Fig. 8 (A) PPF, collagen, and CBD-NT3 were used in the experimental model of the combinatorial therapy procedure.²⁰⁷ (B) Adhesive, stretchy, spatiotemporal delivery aligned Collagen-FB fibrous hydrogel schematic for SCI rat nerve reconnection. Collagen-FB fibrous hydrogel stretching photos. Pictures that show how Collagen-FB flexible gelatin sticks to smooth glass slides when they are pulled and pushed together. Photographs showing Collagen-FB fibrous hydrogel bio-adhesion in rat spinal cord transection gaps. Over the course of five and ten days following transplantation into the complete transection of the rat spinal cord, the migration of endogenous neural stem cell (NSPC) towards lesion regions was stimulated by aligned fibrous hydrogels containing SDF1α gradient.²⁰⁶ (C) The scaffold made of collagen and heparin sulfate that was created using the freeze-drying technique (C/H). Through the use of SEM, the morphology of the C/H scaffold was revealed. A 3D bioprinter will be used to build scaffolds. Visual representations of the structure of the scaffold made of collagen and heparin sulfate that was created using the 3D bioprinter (3D-C/H). Through the use of SEM images, the shape of the porous 3D-C/H scaffold was revealed.
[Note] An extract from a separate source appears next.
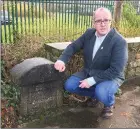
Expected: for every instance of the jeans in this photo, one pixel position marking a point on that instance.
(103, 92)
A red immunofluorescence picture of neural stem cells that have been immunostained with the Nestin antibody. Hoechst that was blue in color was used to stain the nucleus. Scaffolds that have been co-cultured with neural stem cells are seen in SEM pictures.²⁰⁵

Another example is where a collagen nerve multichannel scaffold was constructed with collagen and gelatine, which have a critical role in stimulating nerve growth. The effects of different concentrations were evaluated as the low concentration leads to structural collagen-lapse while high concentration creates voids in the printed construct.²⁰²

6. Presents limitations and strategies for overcoming the obstacles

Casting techniques that are more traditional are unable to make sophisticated three-dimensional scaffolds made of collagen, with limitations in developing scaffolds that account for native structure and function. Reconstituted collagen has been used to create unique scaffolds that allows for the engineering of hitherto unknown tissue defects. In recent years, 3D bioprinting and collagen solution adaption have advanced. It is undeniable that 3D bioprinting and collagen-based bioink can produce synthetic organs and tissues for use in regenerative medicine and tissue engineering.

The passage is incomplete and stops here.